Honeycomb in Rails with separate dev and production events

Honeycomb made it suuuuuper easy to see traces of HTTP requests hitting my app. Right from my computer! We installed one gem, did one rails generate from a cut-and-paste their dataset creation page gave me. Start up rails server, hit http://localhost:3000, and boom! A thing on a graph in Honeycomb!

a single request shows up in Honeycomb

That was cool. Except, um, I’m on my local machine. I wanted this dataset to be for production.

Their guidance on this doesn’t make complete sense to me, but it does say that we should separate dev and production events into separate datasets.

In Honeycomb, we created a second dataset with a “-dev” suffix. Then we changed our Honeycomb configuration in config/initializers/honeycomb.rb.

BEFORE:

Honeycomb.configure do |config|
  config.write_key = 'YOUR_API_KEY'
  config.dataset = "mydataset"
  ... bunch of sensible stuff ...
end

AFTER:

Honeycomb.configure do |config|
  config.write_key = 'OK I DIDN"T REALLY PUT MY API KEY HERE'
  config.dataset = Rails.env.production? ? "mydataset" : "mydataset-dev"
  ... bunch of sensible stuff ...
end

That’s it! The write_key is the same for both. Only the name of the dataset changed. Rails makes it easy to tell whether you’re in production; that’s part of its slick-for-development, useful-for-prod out-of-the-boxness.

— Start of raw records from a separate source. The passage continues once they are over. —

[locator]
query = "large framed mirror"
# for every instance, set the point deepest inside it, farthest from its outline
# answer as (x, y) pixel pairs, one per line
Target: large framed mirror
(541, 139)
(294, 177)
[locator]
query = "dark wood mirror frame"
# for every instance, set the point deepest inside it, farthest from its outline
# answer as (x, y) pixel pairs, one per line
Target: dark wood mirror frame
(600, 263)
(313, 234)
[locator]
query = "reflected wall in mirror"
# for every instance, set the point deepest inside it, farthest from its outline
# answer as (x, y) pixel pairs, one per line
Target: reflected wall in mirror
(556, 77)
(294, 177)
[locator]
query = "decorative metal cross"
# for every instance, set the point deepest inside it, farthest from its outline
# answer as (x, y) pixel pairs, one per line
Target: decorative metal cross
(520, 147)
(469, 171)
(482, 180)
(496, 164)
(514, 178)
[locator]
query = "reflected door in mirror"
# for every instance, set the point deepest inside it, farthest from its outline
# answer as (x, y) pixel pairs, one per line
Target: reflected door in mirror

Avdi points out that it’s better to default to the dev dataset than the production one. Environments we haven’t explicitly handled (like test) can dump their events into the dev dataset without polluting prod.

As you may notice, I don’t recommend hard-coding your API key. Here’s what we did instead.

Keep your eyes on production.

As a developer, I don’t just implement features in code. I operate capabilities in running software. That means that I don’t get stuff running on my box and forget about it. I’m mindful of where the data belongs.

Observable code is secure code, because traceability is part of security. It’s my job to understand and show what the software is doing.

Being able to see into my app makes my job easier all around!

I’m super excited to have Honeycomb hooked up. Poof, traces of all http requests. Poof, the SQL that’s running inside each one and how slow it is. Poof, Jess, talk about that in another post.